Nous avons réalisé notre première vente aux États‑Unis en 2009, et d’autres au Japon peu après. Ce n’est qu’en 2010 que nous avons conclu pour la première fois une vente auprès d’ une salle de cinéma au Canada. Il faut aller là où est le marché; c’est la stratégie que nous avons choisie.

En tant qu’exportateur, par où êtes-vous passé pour en arriver là où vous êtes?

Si le respect des gens et l’ouverture d’esprit sont au rendez-vous, ce n’est pas sorcier. Savoir s’adapter aux pratiques commerciales différentes est crucial. En réalité, partout dans le monde, la nature humaine est la même. Nous faisons juste les choses un peu différemment d’un pays à l’autre.

Quelle est la plus grande différence entre faire affaire au Canada et à l’étranger?

La négociation des contrats n’est pas perçue de la même manière selon le pays. Une clause peut revêtir une grande importance dans un pays, mais moins ailleurs. De plus, le temps qu’il faut pour parachever un contrat varie d’un endroit à l’autre : c’est parfois long, parfois très rapide. Vous devez vous parer à toute éventualité. Dans certains pays, l’établissement d’une relation compte plus que le contrat lui-même.

Quelle est la meilleure leçon que vous avez tirée d’une mauvaise expérience d’exportation?

À moins de collaborer avec quelqu’un depuis un certain temps, on ne peut se fier à personne. Je ne dirai pas exactement où, mais il y a quelques années, nous avons expédié des produits en Asie… et ils ont disparu. Parce qu’on ne sait jamais ce qui pourrait arriver, vous devez faire les contrôles préalables et mettre en place tous les processus nécessaires. Notre mésaventure nous a coûté cher, mais nous avons appris la leçon. Aujourd’hui, nous faisons des affaires dans le pays en question, comme il se doit. Nous avons des gens sur place qui s’assurent qu’une telle situation ne se reproduira pas.

Que connaissez-vous aujourd’hui de l’exportation que vous auriez aimé savoir à vos débuts?

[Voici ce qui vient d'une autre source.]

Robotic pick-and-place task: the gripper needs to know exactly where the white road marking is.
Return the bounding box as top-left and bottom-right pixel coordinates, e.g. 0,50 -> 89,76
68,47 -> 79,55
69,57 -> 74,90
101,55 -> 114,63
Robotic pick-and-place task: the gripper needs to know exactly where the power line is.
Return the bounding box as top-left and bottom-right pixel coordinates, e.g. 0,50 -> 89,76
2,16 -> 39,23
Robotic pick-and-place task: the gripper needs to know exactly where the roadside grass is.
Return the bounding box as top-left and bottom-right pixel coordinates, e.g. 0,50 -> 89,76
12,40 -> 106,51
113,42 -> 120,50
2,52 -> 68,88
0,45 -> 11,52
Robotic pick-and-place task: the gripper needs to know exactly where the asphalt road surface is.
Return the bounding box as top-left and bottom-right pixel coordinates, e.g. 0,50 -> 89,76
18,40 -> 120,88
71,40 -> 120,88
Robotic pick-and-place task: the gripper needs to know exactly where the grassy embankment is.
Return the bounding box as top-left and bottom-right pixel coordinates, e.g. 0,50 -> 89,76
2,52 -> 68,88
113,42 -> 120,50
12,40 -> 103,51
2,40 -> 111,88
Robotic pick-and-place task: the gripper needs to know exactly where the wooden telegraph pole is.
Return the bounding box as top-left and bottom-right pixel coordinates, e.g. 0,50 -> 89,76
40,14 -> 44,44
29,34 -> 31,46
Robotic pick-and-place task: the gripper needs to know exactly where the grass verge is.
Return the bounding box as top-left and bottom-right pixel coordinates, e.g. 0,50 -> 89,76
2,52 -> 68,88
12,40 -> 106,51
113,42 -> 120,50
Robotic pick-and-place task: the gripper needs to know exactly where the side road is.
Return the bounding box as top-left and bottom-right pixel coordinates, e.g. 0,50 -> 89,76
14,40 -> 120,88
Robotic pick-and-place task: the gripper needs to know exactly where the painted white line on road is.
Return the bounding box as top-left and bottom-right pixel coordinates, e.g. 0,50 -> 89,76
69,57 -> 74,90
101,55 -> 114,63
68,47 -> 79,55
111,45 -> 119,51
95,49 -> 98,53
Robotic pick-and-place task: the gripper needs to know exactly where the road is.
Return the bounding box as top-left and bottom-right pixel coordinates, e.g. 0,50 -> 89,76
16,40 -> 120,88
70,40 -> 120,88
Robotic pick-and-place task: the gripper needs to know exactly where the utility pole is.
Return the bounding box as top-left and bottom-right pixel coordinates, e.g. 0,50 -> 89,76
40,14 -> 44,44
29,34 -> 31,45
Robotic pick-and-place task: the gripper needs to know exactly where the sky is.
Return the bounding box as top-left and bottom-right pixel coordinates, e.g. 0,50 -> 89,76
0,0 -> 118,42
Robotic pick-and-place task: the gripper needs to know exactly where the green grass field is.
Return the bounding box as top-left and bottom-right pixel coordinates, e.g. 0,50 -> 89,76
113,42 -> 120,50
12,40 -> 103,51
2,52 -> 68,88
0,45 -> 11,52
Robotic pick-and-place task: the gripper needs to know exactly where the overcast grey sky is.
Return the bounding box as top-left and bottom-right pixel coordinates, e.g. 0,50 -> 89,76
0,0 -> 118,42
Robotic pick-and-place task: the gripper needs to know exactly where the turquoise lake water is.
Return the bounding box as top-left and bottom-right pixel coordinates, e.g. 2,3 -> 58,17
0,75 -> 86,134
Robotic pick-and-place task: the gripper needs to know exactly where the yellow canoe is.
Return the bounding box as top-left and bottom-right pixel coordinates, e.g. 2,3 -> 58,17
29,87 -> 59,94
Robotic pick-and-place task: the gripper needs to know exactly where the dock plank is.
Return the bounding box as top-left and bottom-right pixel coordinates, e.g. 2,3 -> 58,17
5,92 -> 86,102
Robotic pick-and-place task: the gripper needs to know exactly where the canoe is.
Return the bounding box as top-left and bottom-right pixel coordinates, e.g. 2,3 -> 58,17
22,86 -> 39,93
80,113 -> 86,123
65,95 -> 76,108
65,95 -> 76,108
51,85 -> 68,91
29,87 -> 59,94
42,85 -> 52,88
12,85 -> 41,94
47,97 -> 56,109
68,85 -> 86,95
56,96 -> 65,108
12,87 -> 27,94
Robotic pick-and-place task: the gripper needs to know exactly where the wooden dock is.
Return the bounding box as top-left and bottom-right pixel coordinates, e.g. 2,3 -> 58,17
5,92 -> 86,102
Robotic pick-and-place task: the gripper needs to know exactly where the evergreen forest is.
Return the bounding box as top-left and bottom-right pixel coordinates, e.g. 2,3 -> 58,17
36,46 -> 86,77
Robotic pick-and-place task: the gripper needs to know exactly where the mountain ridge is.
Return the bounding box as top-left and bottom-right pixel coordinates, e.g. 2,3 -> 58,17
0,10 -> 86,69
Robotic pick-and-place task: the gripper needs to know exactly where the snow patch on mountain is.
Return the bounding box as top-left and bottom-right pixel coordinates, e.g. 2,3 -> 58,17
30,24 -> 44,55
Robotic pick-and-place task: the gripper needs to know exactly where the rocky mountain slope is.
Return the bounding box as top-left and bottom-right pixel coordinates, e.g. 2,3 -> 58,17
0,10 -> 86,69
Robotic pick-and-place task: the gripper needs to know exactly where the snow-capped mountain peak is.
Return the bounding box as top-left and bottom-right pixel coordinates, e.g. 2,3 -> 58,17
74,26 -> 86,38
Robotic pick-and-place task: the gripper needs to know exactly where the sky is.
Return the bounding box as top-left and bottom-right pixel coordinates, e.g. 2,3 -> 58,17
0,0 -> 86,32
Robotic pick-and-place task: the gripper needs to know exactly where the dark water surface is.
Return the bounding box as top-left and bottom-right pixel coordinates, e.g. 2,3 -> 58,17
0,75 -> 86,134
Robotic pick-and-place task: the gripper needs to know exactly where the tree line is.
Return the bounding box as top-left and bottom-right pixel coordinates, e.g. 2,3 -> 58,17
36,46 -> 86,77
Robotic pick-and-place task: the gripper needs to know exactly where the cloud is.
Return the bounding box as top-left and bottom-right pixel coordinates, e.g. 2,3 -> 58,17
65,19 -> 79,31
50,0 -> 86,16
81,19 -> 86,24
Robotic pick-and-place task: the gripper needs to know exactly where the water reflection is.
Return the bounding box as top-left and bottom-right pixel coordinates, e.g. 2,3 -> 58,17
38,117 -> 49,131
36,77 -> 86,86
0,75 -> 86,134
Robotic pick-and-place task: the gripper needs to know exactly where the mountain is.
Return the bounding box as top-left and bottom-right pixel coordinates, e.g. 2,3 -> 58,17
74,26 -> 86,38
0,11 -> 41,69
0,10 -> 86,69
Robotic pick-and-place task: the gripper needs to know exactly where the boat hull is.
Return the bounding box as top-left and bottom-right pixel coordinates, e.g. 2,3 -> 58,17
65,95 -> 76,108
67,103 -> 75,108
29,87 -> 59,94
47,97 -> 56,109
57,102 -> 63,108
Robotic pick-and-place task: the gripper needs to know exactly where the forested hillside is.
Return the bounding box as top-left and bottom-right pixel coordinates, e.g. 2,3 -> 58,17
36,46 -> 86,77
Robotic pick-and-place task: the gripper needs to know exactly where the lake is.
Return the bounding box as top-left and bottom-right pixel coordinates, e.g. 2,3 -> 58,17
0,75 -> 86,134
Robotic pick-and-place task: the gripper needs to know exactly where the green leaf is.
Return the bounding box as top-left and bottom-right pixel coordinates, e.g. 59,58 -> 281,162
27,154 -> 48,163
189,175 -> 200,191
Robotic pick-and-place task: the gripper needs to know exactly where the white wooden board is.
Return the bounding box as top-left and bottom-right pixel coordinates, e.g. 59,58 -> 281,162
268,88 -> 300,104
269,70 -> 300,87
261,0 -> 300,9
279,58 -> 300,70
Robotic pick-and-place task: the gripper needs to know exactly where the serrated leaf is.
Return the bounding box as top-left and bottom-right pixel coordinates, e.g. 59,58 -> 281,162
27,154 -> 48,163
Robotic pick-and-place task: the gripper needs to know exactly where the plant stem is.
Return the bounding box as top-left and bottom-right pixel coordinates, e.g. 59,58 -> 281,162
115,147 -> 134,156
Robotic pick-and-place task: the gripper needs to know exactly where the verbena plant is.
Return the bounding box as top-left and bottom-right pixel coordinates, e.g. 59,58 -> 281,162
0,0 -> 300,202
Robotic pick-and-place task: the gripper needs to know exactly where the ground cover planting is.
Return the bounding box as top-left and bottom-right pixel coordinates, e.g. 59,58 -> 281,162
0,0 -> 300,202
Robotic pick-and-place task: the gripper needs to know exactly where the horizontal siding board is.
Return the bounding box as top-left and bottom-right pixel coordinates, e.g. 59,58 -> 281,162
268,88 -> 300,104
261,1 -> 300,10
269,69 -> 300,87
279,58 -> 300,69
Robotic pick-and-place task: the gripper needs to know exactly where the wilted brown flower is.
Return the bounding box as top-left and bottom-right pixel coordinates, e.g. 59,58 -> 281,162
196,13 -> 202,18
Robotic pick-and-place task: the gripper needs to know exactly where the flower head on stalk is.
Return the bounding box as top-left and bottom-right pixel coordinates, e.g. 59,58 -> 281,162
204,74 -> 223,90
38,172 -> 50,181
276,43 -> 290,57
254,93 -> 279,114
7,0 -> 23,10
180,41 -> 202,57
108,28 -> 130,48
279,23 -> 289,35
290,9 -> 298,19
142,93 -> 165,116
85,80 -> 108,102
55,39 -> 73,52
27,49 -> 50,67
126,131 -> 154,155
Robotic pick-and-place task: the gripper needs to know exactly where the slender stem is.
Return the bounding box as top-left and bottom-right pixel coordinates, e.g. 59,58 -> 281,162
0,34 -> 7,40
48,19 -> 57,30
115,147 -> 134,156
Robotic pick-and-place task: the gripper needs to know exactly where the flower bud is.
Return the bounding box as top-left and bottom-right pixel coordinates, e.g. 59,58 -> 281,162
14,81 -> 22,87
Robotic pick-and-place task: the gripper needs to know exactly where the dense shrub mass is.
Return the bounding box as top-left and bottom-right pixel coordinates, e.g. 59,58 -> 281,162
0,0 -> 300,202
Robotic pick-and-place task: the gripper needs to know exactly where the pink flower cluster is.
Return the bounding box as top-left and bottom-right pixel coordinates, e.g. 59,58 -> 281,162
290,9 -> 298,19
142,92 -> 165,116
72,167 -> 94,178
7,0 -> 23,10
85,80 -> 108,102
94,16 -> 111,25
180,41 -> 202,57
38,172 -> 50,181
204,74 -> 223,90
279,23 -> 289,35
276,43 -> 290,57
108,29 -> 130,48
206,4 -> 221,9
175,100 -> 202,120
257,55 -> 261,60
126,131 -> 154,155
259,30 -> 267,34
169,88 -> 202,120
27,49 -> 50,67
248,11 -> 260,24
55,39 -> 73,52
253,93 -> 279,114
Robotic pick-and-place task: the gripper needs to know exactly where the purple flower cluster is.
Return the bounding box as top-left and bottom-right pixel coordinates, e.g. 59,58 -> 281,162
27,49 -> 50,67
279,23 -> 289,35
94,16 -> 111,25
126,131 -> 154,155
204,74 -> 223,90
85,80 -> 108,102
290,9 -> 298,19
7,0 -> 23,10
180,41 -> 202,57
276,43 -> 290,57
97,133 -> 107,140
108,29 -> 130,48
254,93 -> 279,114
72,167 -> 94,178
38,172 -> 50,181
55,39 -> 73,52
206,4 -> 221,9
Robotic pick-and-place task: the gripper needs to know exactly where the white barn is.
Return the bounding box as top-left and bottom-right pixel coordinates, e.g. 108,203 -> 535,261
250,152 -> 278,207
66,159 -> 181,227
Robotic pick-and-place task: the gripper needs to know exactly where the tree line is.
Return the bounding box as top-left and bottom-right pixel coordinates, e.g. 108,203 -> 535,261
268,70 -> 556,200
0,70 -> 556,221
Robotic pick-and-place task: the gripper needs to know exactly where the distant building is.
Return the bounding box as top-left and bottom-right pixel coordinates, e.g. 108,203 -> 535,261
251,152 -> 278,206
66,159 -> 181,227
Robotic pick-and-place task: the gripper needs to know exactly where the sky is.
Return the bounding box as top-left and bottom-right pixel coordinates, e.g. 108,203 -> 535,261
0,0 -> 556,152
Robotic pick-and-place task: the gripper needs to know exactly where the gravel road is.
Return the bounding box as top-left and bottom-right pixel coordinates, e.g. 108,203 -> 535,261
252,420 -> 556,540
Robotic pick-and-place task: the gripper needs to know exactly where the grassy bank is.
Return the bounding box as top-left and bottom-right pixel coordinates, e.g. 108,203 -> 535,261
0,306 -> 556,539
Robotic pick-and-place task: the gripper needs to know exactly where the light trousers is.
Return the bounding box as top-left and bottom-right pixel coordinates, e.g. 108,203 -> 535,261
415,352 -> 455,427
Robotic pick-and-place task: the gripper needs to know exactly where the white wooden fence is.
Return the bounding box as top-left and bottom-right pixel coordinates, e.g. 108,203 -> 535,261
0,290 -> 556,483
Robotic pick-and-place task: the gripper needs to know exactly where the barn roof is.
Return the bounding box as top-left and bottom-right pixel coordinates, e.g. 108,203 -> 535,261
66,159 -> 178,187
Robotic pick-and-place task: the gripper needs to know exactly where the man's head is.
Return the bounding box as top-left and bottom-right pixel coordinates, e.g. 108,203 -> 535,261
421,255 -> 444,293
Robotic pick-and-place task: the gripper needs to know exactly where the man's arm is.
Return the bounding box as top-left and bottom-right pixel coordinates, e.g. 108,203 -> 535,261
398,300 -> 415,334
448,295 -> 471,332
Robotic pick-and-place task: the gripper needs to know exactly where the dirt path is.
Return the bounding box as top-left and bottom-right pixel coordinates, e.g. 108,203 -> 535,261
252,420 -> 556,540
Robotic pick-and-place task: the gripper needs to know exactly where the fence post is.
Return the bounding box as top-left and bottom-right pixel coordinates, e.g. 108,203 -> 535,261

L’exportation peut être très complexe. Gérer différentes devises est un défi. Il faut aussi connaître les diverses réglementations, les droits de douane et les autres exigences. C’est également dispendieux; prenez seulement les déplacements qu’occasionne la recherche des bonnes personnes dans différents pays. Les recettes n’arrivent pas du jour au lendemain.

Quelle est la principale qualité que devrait posséder un exportateur?

Un esprit ouvert et de la persévérance. Sans ces qualités, ne vous lancez pas dans l’exportation. Vous devrez continuellement insister et ne jamais accepter qu’on vous dise « non ». Vous devrez arriver à convaincre les gens que vous avez ce dont ils ont besoin. Il s’agit de trouver le bon marché et de ne jamais abandonner.